Compress and Decompress Files in Linux with gzip and bzip2

This tutorial explains how to compress and decompress files in Linux along with the similarities and differences between gzip and bzip2 commands. Learn how to use the gzip, bzip2, gunzip and bunzip2 commands in Linux with practical examples.

A compressed file not only uses less disk space but also consumes less memory and network bandwidth when moved to another location. Linux contains several compression utilities. Among those, this tutorial discusses two most popular utilities; gzip and bzip2.

Similarities between gzip and bzip2

Both commands not only works in similar fashion but also use similar syntax and options to compress and decompress the files. For example, the gzip command uses following syntax.

#gzip [option] [file]

Just like the above syntax, the bzip2 command uses following syntax.

#bzip2 [option] [file]

Once compression is done, both commands replace the supplied source file with the compressed file. To decompress the compressed file, both commands also offer individual commands. These commands are gunzip and bunzip2 for gzip and bzip2 respectively. To decompress the compressed file, we can use the corresponding command or can use command’s inbuilt functionality.

Advertisements

Following table lists supported options and their descriptions.

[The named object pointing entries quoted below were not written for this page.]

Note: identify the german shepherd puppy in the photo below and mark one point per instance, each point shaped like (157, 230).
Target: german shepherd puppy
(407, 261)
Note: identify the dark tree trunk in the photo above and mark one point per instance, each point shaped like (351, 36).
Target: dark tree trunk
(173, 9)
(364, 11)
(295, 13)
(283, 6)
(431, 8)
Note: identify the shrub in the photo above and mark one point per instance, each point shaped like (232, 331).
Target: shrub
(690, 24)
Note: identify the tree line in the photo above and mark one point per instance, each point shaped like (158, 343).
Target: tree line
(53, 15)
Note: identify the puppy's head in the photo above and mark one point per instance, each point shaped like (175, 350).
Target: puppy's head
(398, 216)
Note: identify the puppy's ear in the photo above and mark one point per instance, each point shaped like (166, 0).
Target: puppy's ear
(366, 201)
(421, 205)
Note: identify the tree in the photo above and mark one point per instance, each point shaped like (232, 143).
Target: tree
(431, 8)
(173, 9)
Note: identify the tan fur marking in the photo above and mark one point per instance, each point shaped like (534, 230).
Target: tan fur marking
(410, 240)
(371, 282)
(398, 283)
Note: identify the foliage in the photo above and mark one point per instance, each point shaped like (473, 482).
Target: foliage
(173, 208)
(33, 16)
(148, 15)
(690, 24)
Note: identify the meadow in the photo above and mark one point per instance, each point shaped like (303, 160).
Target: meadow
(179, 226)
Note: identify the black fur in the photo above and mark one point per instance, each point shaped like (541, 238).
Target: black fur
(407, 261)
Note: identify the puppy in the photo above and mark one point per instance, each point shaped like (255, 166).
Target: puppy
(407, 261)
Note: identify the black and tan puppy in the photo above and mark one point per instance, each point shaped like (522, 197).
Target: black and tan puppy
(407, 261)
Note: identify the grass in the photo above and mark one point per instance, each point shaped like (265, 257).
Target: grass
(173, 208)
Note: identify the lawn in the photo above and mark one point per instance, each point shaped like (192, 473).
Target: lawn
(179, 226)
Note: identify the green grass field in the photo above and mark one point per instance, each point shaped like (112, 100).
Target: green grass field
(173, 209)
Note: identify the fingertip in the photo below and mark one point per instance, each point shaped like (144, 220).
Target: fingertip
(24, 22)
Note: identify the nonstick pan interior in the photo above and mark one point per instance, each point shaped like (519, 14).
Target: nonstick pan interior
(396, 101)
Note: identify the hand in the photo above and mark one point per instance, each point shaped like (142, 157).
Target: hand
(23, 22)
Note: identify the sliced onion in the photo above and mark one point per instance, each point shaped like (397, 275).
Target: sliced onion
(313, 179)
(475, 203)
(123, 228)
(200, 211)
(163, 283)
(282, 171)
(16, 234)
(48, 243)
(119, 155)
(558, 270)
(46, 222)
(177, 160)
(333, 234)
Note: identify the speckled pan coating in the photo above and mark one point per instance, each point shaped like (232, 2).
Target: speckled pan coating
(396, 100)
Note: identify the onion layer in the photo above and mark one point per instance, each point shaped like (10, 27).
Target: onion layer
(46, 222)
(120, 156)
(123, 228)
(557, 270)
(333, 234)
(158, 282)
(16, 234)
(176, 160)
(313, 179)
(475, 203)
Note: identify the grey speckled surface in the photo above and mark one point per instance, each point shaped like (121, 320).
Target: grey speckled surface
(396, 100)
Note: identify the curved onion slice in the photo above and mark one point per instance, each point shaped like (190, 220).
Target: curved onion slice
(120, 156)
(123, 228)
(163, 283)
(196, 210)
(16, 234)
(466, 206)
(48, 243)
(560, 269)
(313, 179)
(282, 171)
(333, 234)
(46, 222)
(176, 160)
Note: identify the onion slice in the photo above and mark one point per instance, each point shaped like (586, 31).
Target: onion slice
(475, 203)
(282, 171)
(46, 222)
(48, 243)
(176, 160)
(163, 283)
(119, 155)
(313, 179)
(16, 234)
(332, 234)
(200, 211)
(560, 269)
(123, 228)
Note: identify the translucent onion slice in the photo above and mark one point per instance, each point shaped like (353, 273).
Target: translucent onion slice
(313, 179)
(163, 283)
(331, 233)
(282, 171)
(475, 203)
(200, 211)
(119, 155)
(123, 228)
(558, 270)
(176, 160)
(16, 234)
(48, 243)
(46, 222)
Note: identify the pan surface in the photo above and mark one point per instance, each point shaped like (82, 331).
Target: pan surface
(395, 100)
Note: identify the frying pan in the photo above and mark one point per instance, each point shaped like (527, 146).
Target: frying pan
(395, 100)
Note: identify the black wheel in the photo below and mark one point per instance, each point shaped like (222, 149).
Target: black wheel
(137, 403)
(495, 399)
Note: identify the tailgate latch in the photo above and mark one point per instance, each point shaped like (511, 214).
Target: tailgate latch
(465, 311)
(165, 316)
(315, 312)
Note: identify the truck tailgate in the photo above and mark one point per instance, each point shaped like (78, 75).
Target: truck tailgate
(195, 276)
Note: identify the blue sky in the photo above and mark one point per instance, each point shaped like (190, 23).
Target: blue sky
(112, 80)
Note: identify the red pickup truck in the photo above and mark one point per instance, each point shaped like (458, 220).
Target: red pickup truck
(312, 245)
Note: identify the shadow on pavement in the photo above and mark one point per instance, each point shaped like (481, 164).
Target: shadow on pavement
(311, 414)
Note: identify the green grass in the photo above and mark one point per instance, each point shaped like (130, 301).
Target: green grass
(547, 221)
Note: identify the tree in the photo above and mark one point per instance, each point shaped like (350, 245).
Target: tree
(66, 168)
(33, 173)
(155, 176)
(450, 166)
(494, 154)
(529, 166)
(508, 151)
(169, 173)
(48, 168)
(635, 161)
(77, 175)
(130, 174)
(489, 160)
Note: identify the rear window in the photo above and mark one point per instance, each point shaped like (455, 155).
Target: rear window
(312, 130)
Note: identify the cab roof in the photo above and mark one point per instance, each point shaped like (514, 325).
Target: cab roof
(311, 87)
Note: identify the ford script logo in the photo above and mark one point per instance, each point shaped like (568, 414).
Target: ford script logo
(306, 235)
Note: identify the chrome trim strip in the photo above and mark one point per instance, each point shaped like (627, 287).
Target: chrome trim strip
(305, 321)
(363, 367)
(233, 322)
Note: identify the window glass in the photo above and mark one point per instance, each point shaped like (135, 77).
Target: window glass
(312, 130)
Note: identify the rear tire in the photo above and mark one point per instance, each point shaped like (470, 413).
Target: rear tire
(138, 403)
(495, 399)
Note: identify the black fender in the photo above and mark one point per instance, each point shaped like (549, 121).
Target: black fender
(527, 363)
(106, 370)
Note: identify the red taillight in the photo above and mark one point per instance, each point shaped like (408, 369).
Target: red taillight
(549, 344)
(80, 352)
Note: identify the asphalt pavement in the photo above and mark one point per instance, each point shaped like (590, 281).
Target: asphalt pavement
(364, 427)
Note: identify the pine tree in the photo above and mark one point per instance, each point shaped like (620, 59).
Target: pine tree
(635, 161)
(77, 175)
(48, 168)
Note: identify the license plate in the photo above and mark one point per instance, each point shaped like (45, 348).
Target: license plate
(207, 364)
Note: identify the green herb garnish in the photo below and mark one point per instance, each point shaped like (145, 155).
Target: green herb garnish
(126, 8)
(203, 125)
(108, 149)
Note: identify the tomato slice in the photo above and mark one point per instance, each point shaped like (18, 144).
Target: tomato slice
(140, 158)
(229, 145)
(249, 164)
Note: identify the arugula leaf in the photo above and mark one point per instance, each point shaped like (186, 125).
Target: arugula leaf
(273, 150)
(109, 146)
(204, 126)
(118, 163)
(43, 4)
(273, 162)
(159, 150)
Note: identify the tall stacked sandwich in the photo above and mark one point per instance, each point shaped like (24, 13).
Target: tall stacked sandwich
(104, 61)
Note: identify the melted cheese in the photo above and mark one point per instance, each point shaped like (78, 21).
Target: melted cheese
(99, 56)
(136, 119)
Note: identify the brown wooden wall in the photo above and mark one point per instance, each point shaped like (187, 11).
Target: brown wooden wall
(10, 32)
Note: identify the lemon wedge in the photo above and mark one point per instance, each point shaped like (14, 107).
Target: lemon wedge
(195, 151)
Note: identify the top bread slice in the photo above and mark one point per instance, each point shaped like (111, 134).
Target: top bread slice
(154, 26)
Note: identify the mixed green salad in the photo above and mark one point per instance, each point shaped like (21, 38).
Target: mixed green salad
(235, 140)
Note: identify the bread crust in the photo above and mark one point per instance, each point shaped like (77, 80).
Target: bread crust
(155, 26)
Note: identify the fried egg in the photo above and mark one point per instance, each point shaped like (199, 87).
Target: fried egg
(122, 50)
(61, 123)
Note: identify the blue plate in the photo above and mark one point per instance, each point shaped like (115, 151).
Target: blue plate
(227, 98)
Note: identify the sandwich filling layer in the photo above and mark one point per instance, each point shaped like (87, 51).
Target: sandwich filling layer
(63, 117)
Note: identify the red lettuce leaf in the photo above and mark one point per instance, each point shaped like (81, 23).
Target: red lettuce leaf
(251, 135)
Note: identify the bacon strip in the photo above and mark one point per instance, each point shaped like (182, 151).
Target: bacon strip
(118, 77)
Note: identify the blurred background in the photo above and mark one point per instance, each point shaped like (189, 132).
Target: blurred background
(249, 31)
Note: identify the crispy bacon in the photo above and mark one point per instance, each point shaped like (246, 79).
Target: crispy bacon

Short option Long option Supported command Description
-h --help Both List all supported options
-d --decompress Both Decompress the compressed file
-f --force Both Overwrite existing output file
-t --test Both Test compressed file integrity
-c --stdout Both Write output to standard output device
-q --quiet Both Don’t display noncritical errors and warnings
-v --verbose Both Display verbose messages
-L --license Both The bzip2 displays both software version and license information. The gzip displays License information only.
-V --version Both The bzip2 displays both software version and license information. The gzip shows version information only.
-1 --fast Both The bzip2 sets block size to 100k. The gzip compresses faster
-9 --best Both The bzip2 sets block size to 900k. The gzip compresses better.
-z --compress bzip2 only Force compression
-k --keep bzip2 only Keep original file.
-s --small bzip2 only Use less memory
-l --list gzip only Display compressed and decompressed size
-n --no-name gzip only Do not save or restore original name and time stamp
-N --name gzip only Save or restore original name and time stamp
-r --recursive gzip only Operate recursively on directories
-S --suffix=SUF gzip only Use suffix SUF on compressed files

As we can see in above table: -

  • The options -h, -d, -f, -t, -c, -q and -v similarly work in both commands.
  • The options -1, -9 -L and -V work slightly different in both commands.
  • The options -z, -k and -s work only in the bzip2 command.
  • The options -l, -n, -S, -N and -r work only in the gzip command.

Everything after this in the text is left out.